Free images for progressive groups - DeMOCKracy.ink
Saw a headline the other day saying most of the supposed "offset" programs by the oil and gas industries and most other corporations do absolutely nothing to help the environment. Another obvious bright green lie exposed.
What should we do? In a word, readjust ... radically.
Get ready to respond to the inevitable grinding, hic-cupping, sputtering, gaseous end of industrial civilization. It will play out over a couple decades -- within the lifetimes of our kids and grandkids. The spreading world war may well accelerate the timeframe dramatically.
The "Real Solutions" chapter of "Bright Green Lies" provides a rich pile of steps that could be taken whether on the farm or the backyard to reverse the death arc we are riding. I reread it before writing this tome. They note that ending industrialized monoculture farming dependent upon seasonal doses of intense poisoning could rebuild the soil, which alone could sequester much of the CO2 in the atmosphere -- loss of soil has generated as much CO2 as coal, oil and gas.
They note that many people say they agree with their proposals but then say it can't happen because it would "destroy the economy". They always congratulate those folks on recognizing that our economic model destroys the environment. You can have one or the other, but you can't have both.

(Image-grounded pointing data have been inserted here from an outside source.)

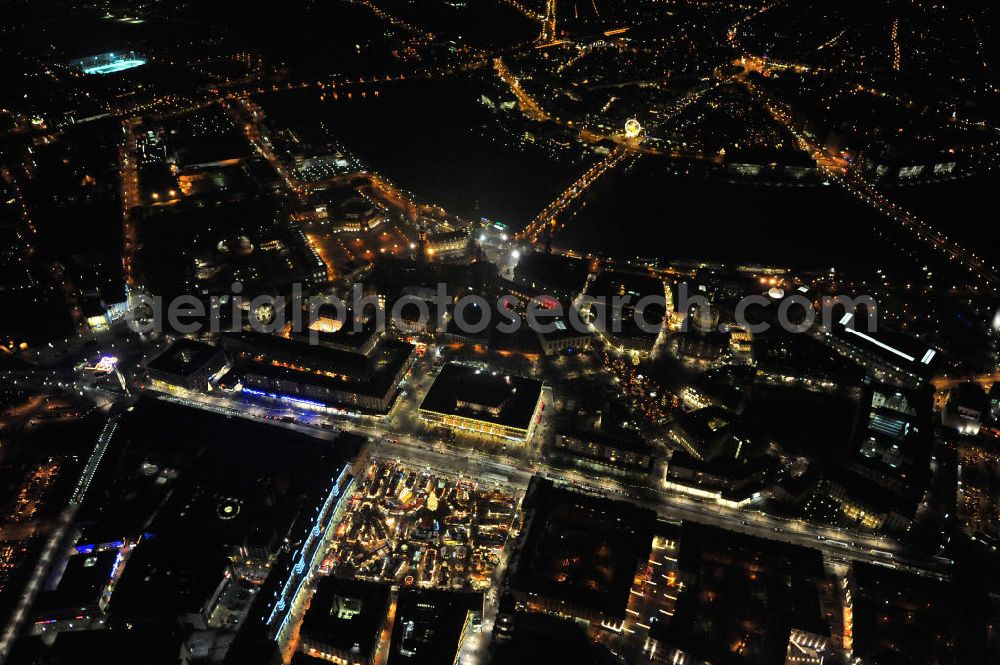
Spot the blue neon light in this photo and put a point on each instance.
(284, 398)
(115, 67)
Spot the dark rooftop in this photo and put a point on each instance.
(743, 596)
(347, 614)
(581, 549)
(428, 626)
(183, 357)
(467, 391)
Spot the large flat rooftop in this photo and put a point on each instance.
(581, 549)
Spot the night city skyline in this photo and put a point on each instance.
(499, 332)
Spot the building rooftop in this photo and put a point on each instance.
(183, 358)
(581, 549)
(466, 391)
(82, 582)
(899, 617)
(742, 597)
(346, 614)
(429, 626)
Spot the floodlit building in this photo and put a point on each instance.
(185, 364)
(345, 621)
(484, 403)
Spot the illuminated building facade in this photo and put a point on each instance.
(317, 377)
(484, 403)
(185, 364)
(580, 554)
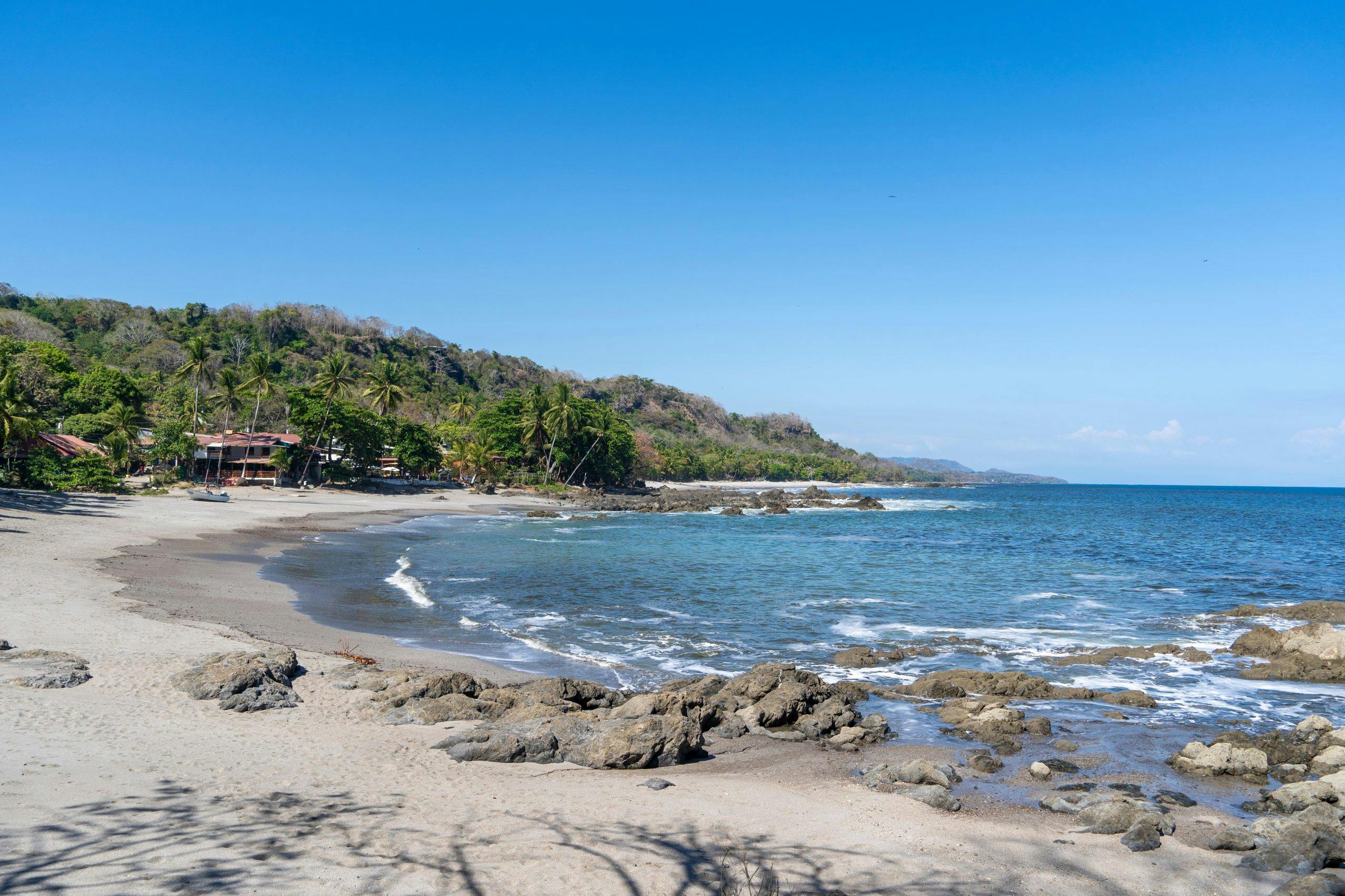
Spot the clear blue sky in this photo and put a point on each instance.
(976, 233)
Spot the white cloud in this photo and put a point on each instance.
(1172, 437)
(1321, 436)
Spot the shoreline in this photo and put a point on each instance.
(376, 802)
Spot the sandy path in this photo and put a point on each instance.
(124, 786)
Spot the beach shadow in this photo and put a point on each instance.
(181, 840)
(53, 502)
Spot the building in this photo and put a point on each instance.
(63, 444)
(257, 450)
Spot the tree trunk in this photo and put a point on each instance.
(583, 459)
(220, 467)
(316, 442)
(251, 432)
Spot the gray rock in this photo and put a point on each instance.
(933, 796)
(243, 681)
(582, 738)
(1233, 839)
(1173, 798)
(1141, 837)
(1319, 884)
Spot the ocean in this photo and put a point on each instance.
(1027, 571)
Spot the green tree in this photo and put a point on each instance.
(261, 382)
(226, 400)
(385, 387)
(198, 370)
(18, 419)
(563, 419)
(334, 381)
(416, 449)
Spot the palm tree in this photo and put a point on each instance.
(261, 384)
(334, 380)
(227, 399)
(197, 368)
(561, 419)
(462, 407)
(119, 450)
(126, 424)
(18, 418)
(385, 387)
(602, 424)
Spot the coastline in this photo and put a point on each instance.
(377, 806)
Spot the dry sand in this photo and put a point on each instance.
(126, 786)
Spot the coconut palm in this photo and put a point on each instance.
(119, 451)
(563, 419)
(18, 418)
(227, 400)
(261, 384)
(599, 427)
(385, 387)
(462, 407)
(126, 423)
(197, 368)
(334, 381)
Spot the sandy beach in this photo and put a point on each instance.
(126, 786)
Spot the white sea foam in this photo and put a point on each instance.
(411, 586)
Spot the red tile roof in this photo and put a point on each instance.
(240, 439)
(69, 446)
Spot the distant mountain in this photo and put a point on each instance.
(933, 465)
(951, 470)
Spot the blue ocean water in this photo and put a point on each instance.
(1031, 571)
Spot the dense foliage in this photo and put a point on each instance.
(380, 394)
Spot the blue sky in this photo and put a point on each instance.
(1103, 244)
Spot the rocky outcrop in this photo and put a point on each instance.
(866, 657)
(44, 669)
(1317, 884)
(959, 682)
(1220, 759)
(1141, 824)
(244, 681)
(1313, 653)
(1109, 654)
(1307, 611)
(567, 720)
(916, 779)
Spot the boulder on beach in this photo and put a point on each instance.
(243, 681)
(42, 669)
(591, 720)
(1313, 653)
(1108, 654)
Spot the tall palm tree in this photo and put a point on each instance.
(534, 419)
(462, 408)
(602, 424)
(385, 387)
(119, 451)
(563, 419)
(18, 418)
(197, 368)
(126, 423)
(227, 400)
(334, 381)
(260, 382)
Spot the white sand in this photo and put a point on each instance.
(126, 786)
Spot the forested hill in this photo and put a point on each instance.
(136, 351)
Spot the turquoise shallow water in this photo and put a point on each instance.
(1031, 569)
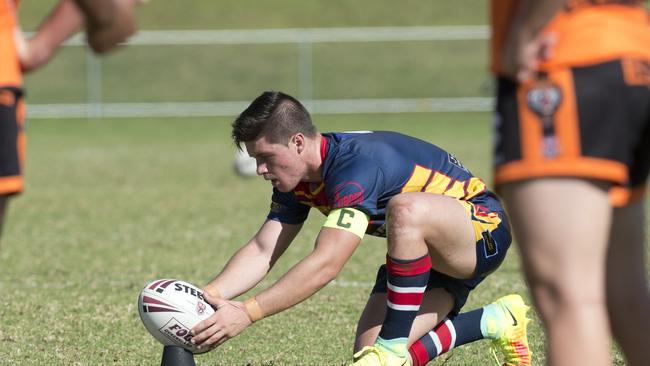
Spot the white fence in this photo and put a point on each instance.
(304, 38)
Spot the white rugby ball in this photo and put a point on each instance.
(170, 308)
(244, 165)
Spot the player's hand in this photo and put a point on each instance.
(229, 319)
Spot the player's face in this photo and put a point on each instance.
(278, 163)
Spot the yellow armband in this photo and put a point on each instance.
(348, 219)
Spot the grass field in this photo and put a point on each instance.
(113, 204)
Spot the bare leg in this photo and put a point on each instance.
(436, 304)
(421, 223)
(3, 207)
(628, 299)
(562, 227)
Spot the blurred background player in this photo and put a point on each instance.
(572, 159)
(421, 198)
(107, 24)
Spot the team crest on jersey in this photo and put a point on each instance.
(544, 99)
(276, 207)
(455, 161)
(348, 194)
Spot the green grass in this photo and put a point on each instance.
(113, 204)
(238, 72)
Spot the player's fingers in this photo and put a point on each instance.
(215, 340)
(204, 325)
(201, 337)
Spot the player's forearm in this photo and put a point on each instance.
(242, 272)
(534, 15)
(302, 281)
(59, 25)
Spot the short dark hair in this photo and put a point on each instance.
(275, 115)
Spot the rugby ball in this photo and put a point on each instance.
(244, 165)
(170, 308)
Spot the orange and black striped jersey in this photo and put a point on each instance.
(588, 31)
(10, 74)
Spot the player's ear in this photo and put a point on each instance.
(299, 141)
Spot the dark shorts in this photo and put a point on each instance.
(491, 246)
(589, 122)
(12, 141)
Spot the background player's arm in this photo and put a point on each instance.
(62, 22)
(525, 49)
(108, 22)
(253, 261)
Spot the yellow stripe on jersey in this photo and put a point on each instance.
(348, 219)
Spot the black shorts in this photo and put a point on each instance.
(12, 141)
(491, 248)
(590, 122)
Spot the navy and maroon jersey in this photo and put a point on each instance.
(364, 170)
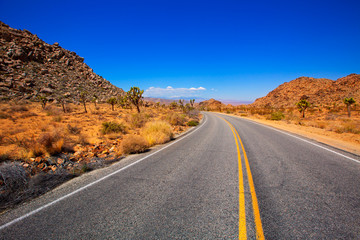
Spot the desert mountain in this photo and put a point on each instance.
(318, 91)
(29, 67)
(210, 104)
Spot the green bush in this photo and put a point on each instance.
(277, 116)
(112, 127)
(192, 123)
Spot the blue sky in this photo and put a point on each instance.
(234, 50)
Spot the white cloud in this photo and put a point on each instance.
(170, 92)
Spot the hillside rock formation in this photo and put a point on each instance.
(29, 67)
(210, 104)
(319, 92)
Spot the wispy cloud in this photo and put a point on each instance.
(170, 92)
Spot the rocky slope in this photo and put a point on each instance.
(29, 67)
(210, 104)
(319, 92)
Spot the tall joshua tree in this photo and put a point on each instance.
(134, 95)
(302, 105)
(192, 101)
(83, 96)
(348, 102)
(112, 101)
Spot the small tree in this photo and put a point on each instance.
(43, 101)
(192, 101)
(134, 95)
(61, 100)
(123, 102)
(95, 99)
(83, 96)
(173, 105)
(181, 104)
(112, 101)
(302, 106)
(348, 102)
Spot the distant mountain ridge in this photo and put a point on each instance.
(319, 91)
(29, 67)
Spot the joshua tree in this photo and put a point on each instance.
(95, 99)
(173, 105)
(192, 101)
(43, 101)
(302, 106)
(181, 104)
(61, 100)
(123, 101)
(348, 102)
(83, 99)
(134, 95)
(112, 101)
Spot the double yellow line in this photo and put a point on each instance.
(255, 205)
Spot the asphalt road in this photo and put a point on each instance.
(190, 189)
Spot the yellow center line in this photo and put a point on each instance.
(256, 211)
(242, 214)
(257, 219)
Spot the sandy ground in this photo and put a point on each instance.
(345, 141)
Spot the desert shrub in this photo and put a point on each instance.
(13, 177)
(133, 144)
(276, 116)
(137, 120)
(331, 117)
(19, 108)
(157, 132)
(28, 114)
(348, 128)
(4, 157)
(194, 113)
(112, 127)
(176, 119)
(4, 116)
(318, 124)
(52, 142)
(73, 129)
(57, 118)
(192, 123)
(53, 111)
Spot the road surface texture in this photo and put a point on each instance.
(193, 188)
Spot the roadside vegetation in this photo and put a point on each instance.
(338, 120)
(45, 143)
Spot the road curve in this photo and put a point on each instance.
(189, 189)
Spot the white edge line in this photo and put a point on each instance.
(304, 140)
(95, 182)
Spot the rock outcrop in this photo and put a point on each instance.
(210, 104)
(29, 67)
(318, 92)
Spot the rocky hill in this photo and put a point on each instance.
(210, 104)
(318, 92)
(29, 67)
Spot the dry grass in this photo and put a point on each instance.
(157, 132)
(133, 144)
(326, 121)
(176, 119)
(28, 130)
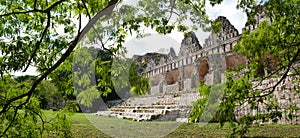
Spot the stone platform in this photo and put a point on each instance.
(167, 107)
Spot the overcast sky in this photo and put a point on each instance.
(160, 43)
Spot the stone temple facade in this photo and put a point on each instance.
(174, 78)
(195, 63)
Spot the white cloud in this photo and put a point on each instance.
(152, 43)
(227, 8)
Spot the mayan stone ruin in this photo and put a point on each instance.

Individually and in the small collective groups that will remain can survive if they learn the lessons of individual, familial, collective, relational and eco reciprocity Robin Wall Kimmerer describe in "Braiding Sweetgrass" -- the most important book I have read in the past couple decades.
Ten...Nine...Eight...Seven...Six...
Hey, even in the middle of a shitstorm you gotta keep your sense of humor.”